University of Vermont classics professor M.D. Usher has a way of getting caught up in regime-change protests. During a conference in Cairo last month, he was hustled out of Tahrir Square, a site that struck him as “a kind of Occupy Wall Street space.” A year ago, in the middle of a monthlong teaching stint at the University of Malawi, he witnessed the campus erupting in blockades and overturned cars in reaction to the African country’s latest ruler.
“Without exaggeration, I can say that I saw it first,” Usher declares of the latter instance.
He’ll be showing slides from both experiences at a talk he’s giving at UVM this coming Tuesday evening. Entitled “Agamemnon in Africa, Ulysses in Ulaanbaatar: Classics Gone Global,” the talk is one of this year’s two public Dean’s Lectures — a series awarded to accomplished faculty with a knack for communicating their academic research to students and general audiences.
Why is a classics prof talking about the likes of the Arab Spring? Usher believes emerging democracies such as those in Egypt and Malawi could learn much from Greek literature, particularly Aeschylus’ triad of tragedies known as the Oresteia.
Aeschylus wrote Agamemnon, The Libation Bearers and The Eumenides in 458 BC, when “small Athens had just defeated great Persia,” Usher explains. It was the height of Athens’ experiment with democracy, and new ideas of justice and governing were on the rise. Set mostly in a mythical era, the trilogy concerns the case of Orestes, who murders his mother because she murdered his father. Orestes is ultimately tried by a jury of Athenian citizens, who spare him the death sentence. Reason and democratic processes prevail over the old order’s endless cycle of revenge killings.

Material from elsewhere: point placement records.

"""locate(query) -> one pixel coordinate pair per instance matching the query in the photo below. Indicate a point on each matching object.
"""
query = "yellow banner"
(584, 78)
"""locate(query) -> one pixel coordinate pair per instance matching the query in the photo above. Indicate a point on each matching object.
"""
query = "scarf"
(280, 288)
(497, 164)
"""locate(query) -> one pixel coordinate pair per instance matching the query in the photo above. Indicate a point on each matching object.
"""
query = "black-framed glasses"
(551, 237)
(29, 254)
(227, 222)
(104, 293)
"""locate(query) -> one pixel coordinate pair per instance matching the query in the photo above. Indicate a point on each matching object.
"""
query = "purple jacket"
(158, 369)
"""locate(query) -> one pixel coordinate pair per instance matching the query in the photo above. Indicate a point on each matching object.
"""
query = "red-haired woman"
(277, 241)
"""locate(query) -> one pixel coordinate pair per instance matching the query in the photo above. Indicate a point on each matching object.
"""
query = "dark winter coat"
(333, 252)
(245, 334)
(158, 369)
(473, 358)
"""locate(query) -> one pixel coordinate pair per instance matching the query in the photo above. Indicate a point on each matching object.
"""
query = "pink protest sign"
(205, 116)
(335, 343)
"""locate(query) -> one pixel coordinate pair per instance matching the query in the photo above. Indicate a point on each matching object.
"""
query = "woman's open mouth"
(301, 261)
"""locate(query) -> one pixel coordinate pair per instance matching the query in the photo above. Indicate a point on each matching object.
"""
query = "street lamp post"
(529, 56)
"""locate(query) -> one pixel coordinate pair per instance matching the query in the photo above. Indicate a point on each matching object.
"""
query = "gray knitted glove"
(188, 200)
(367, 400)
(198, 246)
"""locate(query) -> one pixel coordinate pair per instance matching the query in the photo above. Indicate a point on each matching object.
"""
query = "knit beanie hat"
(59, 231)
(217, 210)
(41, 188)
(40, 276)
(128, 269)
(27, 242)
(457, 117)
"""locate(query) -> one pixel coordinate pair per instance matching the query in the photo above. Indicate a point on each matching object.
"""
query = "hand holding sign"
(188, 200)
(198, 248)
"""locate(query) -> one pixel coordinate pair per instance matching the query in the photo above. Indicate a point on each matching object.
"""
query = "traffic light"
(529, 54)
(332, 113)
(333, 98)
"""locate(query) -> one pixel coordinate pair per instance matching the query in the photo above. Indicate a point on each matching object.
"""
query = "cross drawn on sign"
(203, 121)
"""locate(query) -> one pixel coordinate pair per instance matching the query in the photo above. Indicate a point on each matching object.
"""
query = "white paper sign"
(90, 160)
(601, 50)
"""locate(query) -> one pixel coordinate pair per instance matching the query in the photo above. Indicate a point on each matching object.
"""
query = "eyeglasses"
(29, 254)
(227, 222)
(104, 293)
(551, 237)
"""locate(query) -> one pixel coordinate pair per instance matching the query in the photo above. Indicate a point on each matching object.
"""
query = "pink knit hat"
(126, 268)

Usher isn’t the only classical scholar to deem the Oresteia relevant to ongoing struggles to establish democratic states. His talk will address the work of British classicist George Thomson, who developed the first Marxist interpretations of Greek literature. As Usher will show, Thomson’s late-1930s translation of the Aeschylus trilogy inspired filmmaker Pier Paolo Pasolini’s 1970 documentary Notes Toward an African Orestes, filmed in newly postcolonial Africa.
Though Usher will also comment on Greek epic poetry’s fundamental orality and his own encounter with a still-living oral epic tradition in Mongolia, the bulk of his talk will cast the tragedies as touchstones for political struggles around the world.
“The tendency is to see Western literature as insular and imperialist,” Usher observes. “But if you actually look at these texts with fresh eyes, they do speak to emerging democracies. The Greeks invented democracy, more or less, and if democracy is going to be the new paradigm, you need to look back at Greek literature.”